戏瘾犯了怎么办?民间这词儿道尽痴迷滋味

戏瘾犯了怎么办?民间这词儿道尽痴迷滋味

盛夏傍晚的胡同口,几位老人摇着蒲扇,对着西沉的日头吊嗓子。老张头突然亮开嗓门来了一段《空城计》,惊得树梢的麻雀扑棱棱飞起,隔壁王奶奶笑骂:这老东西又犯戏瘾了!这句带着京片子的调侃,倒把戏迷们那份刻在骨子里的痴缠说得活灵活现。

一、戏瘾二字藏乾坤

瘾字在方言里向来不是个好词,可配上戏字却成了最熨帖的形容。老辈人说,这词儿打从光绪年间就在票友圈里传开了。那年月,八大胡同的戏园子夜夜笙歌,散场后总有几个戏迷赖在后台不走,班主见了就笑:瞧瞧,这几位爷又犯戏瘾了。这话带着三分戏谑七分理解,倒比文绉绉的曲艺爱好者更透着亲热劲儿。
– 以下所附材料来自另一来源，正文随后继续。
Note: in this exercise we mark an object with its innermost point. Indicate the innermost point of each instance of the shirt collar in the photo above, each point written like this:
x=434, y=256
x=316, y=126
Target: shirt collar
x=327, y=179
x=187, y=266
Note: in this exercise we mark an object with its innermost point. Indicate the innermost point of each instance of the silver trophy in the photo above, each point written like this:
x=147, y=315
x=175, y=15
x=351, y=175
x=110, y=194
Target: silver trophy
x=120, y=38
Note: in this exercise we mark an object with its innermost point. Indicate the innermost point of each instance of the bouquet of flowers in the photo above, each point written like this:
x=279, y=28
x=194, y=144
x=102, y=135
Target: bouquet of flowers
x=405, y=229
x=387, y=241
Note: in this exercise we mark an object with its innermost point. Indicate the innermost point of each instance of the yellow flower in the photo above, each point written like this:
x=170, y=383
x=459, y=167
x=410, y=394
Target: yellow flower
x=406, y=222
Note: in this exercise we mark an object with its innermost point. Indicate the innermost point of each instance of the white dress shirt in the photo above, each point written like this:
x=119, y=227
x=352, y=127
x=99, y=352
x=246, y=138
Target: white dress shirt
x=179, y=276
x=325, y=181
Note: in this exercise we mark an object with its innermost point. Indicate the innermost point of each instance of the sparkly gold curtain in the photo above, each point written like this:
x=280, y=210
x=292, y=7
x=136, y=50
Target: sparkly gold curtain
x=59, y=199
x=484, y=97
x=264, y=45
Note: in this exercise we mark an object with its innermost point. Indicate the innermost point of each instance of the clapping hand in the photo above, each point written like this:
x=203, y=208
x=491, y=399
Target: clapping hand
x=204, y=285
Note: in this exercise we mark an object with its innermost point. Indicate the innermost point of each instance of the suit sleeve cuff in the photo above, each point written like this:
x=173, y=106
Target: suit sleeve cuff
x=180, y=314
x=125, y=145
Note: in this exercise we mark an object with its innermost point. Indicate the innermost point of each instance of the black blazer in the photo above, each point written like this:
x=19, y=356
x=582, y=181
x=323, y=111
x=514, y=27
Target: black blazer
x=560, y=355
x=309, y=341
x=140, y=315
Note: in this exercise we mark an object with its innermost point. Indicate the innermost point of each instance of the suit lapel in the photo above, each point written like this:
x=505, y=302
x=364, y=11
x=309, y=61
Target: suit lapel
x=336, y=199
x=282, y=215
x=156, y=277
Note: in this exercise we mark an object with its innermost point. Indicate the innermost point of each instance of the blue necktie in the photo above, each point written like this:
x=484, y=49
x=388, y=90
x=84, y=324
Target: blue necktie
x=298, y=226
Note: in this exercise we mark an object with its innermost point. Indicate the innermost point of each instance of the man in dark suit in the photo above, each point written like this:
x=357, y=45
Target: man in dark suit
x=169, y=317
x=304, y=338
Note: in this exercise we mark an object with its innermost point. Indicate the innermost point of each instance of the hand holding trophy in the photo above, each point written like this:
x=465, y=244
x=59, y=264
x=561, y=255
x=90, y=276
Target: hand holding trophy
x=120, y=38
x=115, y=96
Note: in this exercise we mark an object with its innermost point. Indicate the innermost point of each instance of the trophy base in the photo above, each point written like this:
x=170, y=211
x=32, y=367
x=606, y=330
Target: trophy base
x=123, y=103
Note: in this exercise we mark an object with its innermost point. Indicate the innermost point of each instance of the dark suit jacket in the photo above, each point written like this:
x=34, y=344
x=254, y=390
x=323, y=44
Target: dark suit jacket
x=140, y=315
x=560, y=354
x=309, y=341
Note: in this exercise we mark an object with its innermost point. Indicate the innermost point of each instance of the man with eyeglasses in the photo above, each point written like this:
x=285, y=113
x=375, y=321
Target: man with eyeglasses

京剧名净郝寿臣有回在广和楼唱《连环套》,唱到保镖路过马兰关时,台下突然窜出个穿长衫的年轻人跟着唱和。场务刚要轰人,郝老板却摆手:且慢,这位先生是犯了戏瘾。后来才知道,那青年竟是清华学堂的学生,为这段唱腔足足琢磨了半个月。

二、戏迷自有逍遥处

天桥撂地的老艺人常说:会唱的唱戏台,不会唱的唱灶台。这话虽糙,却说透了戏迷们的自在。琉璃厂古籍店的李掌柜,每逢初一十五就在后院开私房戏,三张八仙桌拼成戏台,街坊四邻带着花生瓜子来捧场。最妙是唱到兴头上,拉胡琴的赵裁缝会即兴改调门,倒比正经戏班还透着鲜活气。

去年重阳节,笔者在正乙祠戏楼见过位穿旗袍的银发奶奶。她跟着台上《贵妃醉酒》的节拍轻轻晃动,涂着丹蔻的手指在膝头叩出兰花指。散场时听见她跟老姐妹念叨:杨玉环这'海岛冰轮初转腾',我年轻时能在晒台上唱整宿。这话里藏着的,何尝不是浸透岁月的戏瘾。

三、且把人生作戏台

长安大戏院的老票友常说:戏瘾不分角儿大小,要的是那份痛快。这话在快递小哥小刘身上应验了。每天穿梭在CBD写字楼间,他头盔里永远循环播放着《四郎探母》。有回在电梯里哼出声,竟遇上同好的白领姑娘,如今两人每周相约去京剧研习社,把现代都市活成了水磨腔的调子。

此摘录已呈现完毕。